A constructive dismissal arises when an employer fundamentally breaches the employee’s contract, entitling them to resign and say they were effectively dismissed. The breach must be fundamental, which means it is really serious and goes to the root of the contract. If there is a fundamental breach of contract, the employee has a choice: to accept the breach and act on it by resigning or to waive the breach and affirm the contract by continuing to work.
In Gordon v J&D Pierce (Contracts) Limited, the employee’s relationship with his manager had deteriorated. He resigned and claimed constructive dismissal, saying that the trust and confidence had been destroyed. The employment tribunal dismissed his claim, saying that both sides had contributed to the relationship breakdown. Trust and confidence had not been breached and the employee had not been entitled to resign and claim he was pushed. The tribunal also said that in raising a grievance, the employee had affirmed the contract. The employee appealed.

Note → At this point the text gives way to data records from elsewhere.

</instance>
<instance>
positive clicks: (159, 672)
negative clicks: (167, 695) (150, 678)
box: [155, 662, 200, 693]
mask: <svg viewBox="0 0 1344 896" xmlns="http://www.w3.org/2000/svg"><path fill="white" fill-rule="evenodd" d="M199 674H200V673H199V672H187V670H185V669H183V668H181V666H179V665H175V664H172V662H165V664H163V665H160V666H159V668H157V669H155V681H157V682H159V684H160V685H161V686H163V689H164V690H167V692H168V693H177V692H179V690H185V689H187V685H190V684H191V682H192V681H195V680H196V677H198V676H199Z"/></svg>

The EAT dismissed the employee’s appeal because they agreed that there had been no breach of contract. On that basis, they didn’t strictly need to deal with the affirmation point, but chose to do so. The EAT said that engaging in a grievance process after a breach of contract did not necessarily mean a contract had been affirmed. The same principle would apply to other internal processes such as a disciplinary appeal. Exercising a contractual right such as appealing against a disciplinary sanction or raising a grievance should not be regarded as affirmation of the contract as a whole. These processes are severable from the remainder of the contract and can survive it, even when the rest of the contract is considered to have been terminated by a breach. If the employee wins the appeal or grievance, it is then open to them to affirm the rest of the contract too and continue in employment.
This decision makes sense. It would be odd if the very processes designed to resolve differences – disciplinary appeals process and grievances – could not be used by an employee in circumstances where their contract has been breached. It would completely undermine the industrial purposes of these processes. The employee lost his appeal anyway in this case, but the clarity provided by the EAT will be welcomed by all parties.